🏗️ Infrastructure🎯 KubernetesCluster Migration Strategy

Migrate to New Kubernetes Cluster

Published: 2026-04-19 | Section: Cloud Engineering | Author: Amirreza Rezaie

From K3s to production-grade infrastructure: a complete migration journey with Cilium, Longhorn, and Vault.


Introduction

Many months ago, when I first created Goalixa’s base services, I used a K3s cluster for infrastructure. At that time, my goal was simply to get a monolithic service up and running and expose it on the internet. I didn’t care much about what happened at the infrastructure level — I just needed something that worked.
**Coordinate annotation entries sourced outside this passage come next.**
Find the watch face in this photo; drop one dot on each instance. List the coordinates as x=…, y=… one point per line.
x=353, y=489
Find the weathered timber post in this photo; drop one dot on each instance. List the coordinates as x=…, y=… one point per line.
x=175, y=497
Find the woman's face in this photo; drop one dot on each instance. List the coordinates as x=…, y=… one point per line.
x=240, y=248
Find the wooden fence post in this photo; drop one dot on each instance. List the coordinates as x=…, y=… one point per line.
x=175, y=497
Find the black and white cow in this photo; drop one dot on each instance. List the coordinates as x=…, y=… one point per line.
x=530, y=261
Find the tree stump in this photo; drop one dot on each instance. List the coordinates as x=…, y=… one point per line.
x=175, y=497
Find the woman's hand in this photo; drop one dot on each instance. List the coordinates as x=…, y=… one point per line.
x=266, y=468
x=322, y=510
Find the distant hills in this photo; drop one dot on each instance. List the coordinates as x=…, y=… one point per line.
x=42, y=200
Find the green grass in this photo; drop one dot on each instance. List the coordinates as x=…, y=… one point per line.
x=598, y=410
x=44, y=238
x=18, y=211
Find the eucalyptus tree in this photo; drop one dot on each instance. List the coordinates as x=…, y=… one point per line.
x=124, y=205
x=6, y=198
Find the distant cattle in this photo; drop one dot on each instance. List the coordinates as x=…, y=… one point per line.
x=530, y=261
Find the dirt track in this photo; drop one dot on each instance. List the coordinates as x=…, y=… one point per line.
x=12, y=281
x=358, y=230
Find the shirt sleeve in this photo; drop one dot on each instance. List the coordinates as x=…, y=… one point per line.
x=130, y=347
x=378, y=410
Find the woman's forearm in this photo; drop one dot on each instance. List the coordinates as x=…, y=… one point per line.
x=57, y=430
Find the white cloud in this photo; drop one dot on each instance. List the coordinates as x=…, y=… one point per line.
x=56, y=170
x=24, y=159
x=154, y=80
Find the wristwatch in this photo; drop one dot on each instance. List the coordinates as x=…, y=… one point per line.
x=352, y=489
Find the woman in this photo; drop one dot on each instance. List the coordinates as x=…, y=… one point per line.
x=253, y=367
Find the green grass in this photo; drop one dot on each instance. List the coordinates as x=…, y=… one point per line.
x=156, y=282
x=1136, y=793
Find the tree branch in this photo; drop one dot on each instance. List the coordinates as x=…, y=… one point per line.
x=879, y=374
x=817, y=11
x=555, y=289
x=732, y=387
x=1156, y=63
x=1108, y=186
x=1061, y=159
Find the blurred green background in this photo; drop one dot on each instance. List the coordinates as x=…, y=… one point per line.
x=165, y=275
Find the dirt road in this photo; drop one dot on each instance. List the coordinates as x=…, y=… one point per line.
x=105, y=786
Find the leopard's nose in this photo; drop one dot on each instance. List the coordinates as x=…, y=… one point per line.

But now everything has changed. Goalixa has evolved into a system with multiple critical components and microservices, capable of serving real production traffic. As an SRE engineer, I know that reliability is paramount in this business. I need infrastructure that is manageable, scalable, and highly configurable.

This post documents the complete journey of migrating from a simple K3s setup to a production-grade Kubernetes cluster — covering networking, storage, secrets management, and the lessons learned along the way.


The Problems

Why K3s Was No Longer Enough

While K3s served its purpose in the early days, it introduced several critical issues as the system grew:

Storage Problems: In K3s, I used local storage for persistent values. When I drained and removed a node from the cluster, I lost all data from that node. One night, I drained a node from the cluster, and when I checked Grafana the next morning, everything was gone. Every graph, every metric — simply disappeared. This was a wake-up call.

Network Limitations: The default networking in K3s wasn’t sufficient for the level of observability and control I needed in production. I required advanced networking features, better security, and more granular control over traffic.

Scalability Concerns: As the number of microservices grew, I needed a more robust infrastructure that could scale horizontally and handle failures gracefully without data loss.

Critical Concerns

The most important concern during this migration was data integrity. I couldn’t afford to lose any data during the transition. Every database, every persistent volume, every piece of configuration needed to be carefully migrated.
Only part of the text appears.